Tras la guerra que se libra en la región este 2026, se descuenta que los precios altos del petróleo se mantendrán y las dificultades de aprovisionamiento también, quizás durante meses y aun cuando un alto el fuego se concretase a comienzos de abril.
Instalaciones clave, como la planta de gas Ras Laffan, de Qatar, la mayor del mundo, han sido dañadas y cerradas.
La AIE estima que más de 40 infraestructuras energéticas, de nueve países diferentes, han sufrido “daños severos o muy severos”, lo que ya supondrá un primer retraso para la reanudación del suministro.
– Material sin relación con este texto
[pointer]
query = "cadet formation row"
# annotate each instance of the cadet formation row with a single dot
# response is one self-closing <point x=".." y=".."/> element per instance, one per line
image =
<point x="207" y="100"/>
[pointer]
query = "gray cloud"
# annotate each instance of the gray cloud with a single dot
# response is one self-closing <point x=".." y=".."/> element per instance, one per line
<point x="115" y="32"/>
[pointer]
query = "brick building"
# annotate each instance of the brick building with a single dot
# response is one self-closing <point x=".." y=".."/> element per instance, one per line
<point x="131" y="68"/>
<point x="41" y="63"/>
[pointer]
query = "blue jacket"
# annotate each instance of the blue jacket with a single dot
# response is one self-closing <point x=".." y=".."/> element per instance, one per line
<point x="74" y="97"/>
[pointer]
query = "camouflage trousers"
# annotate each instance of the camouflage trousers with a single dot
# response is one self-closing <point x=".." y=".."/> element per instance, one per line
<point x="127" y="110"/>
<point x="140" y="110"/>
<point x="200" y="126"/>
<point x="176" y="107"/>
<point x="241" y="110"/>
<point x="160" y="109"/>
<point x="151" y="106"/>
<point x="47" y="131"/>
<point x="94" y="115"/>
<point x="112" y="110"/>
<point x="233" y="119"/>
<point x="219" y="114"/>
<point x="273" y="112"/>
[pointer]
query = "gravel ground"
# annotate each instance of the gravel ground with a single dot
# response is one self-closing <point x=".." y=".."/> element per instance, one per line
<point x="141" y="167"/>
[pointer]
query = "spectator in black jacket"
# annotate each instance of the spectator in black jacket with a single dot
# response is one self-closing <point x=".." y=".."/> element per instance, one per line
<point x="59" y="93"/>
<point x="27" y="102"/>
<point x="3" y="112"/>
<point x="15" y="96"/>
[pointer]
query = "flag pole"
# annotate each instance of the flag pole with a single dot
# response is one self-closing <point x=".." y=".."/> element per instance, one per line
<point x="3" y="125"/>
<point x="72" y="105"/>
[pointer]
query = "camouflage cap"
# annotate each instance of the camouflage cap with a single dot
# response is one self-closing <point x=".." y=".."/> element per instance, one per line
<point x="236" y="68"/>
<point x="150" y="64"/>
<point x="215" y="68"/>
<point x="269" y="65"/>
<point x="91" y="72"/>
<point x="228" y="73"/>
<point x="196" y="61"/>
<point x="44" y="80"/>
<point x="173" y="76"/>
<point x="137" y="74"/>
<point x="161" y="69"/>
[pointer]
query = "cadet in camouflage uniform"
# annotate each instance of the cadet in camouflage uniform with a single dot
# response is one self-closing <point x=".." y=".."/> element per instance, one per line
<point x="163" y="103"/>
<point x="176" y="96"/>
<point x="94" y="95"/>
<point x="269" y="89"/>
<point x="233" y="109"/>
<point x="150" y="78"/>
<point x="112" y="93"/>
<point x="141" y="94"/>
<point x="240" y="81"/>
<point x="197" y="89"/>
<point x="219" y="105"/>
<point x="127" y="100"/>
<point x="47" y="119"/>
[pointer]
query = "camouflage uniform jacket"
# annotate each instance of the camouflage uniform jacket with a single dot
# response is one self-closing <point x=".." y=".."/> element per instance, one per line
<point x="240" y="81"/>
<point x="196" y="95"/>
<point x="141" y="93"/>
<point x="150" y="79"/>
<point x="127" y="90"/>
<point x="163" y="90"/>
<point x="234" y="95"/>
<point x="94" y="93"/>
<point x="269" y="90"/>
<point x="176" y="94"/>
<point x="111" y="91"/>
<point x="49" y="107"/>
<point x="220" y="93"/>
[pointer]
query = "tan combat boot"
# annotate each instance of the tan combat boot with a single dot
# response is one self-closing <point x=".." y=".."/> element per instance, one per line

Quizá más guerra, quizá una paz
Pero, además, si los esfuerzos de diálogo y negociación fracasan y Estados Unidos cumple su amenaza de bombardear la infraestructura eléctrica iraní, o si asalta por tierra la isla de Jark en el Golfo, Irán ya anunció que atacará las plantas desalinizadoras de sus vecinos árabes, e incluso divulgó una lista de aquellas a las que dirigirá sus disparos.
En la zona del Golfo hay unas 400 plantas desalinizadoras. La dependencia de ellas para proveerse de agua potable pasa de 90 % en Kuwait, Omán o los Emiratos Árabes Unidos, de 70 % en Arabia Saudí, y llega a 60 % en Qatar o Bahréin.
Más aún, esas plantas pueden dañarse si son alcanzadas por derrames petroleros de algún buque bombardeado, y el impacto en todo caso significará ciudades sin agua con millones de personas afectadas, además de la producción y comercio de bienes, incluso del lujoso turismo que ha crecido en algunos Estados el Golfo.
Es una de las razones que explican la pasividad o falta de réplicas armadas de países árabes a Irán, para que la guerra no escale al punto de generalizar la destrucción, aunque Arabia Saudí podría favorecer más abiertamente las operaciones militares contra su viejo rival en la región.
Otro factor a tener en cuenta, ha recordado a IPS Elie Habalián, experto venezolano en geopolítica del petróleo, es que si bien en el mundo musulmán casi 90 % son fieles de la rama suní y solo 10 % de la chií (con epicentro en Irán), en el área del Golfo la feligresía se reparte en una proporción de 50-50.
Mientras, dentro de Estados Unidos, -un país de 340 millones de habitantes y 290 millones de vehículos-, el alza en el precio de la gasolina preocupa cada vez más al electorado, y es una razón que explica la prisa que muestra Trump por alcanzar una rendición de Irán con una rápida victoria.
El nuevo conflicto, con el alza de los precios de la energía, y las interrupciones del comercio y de los suministros -los países del Golfo son grandes proveedores de fertilizantes y jugosos mercados para diversos bienes y servicios-, presagia más inflación global y dificultades adicionales para las economías en desarrollo.
También surgen voces, por ejemplo en la Unión Europea y en el brazo de las Naciones Unidas sobre el cambio climático, que señalan la necesidad de acelerar la transición hacia energías limpias, como la solar y la eólica, para distanciarse del petróleo, contaminante y siempre atado a riesgos geopolíticos.
Héroe o villano, pero renovado protagonista y quizá por unos cuantos años.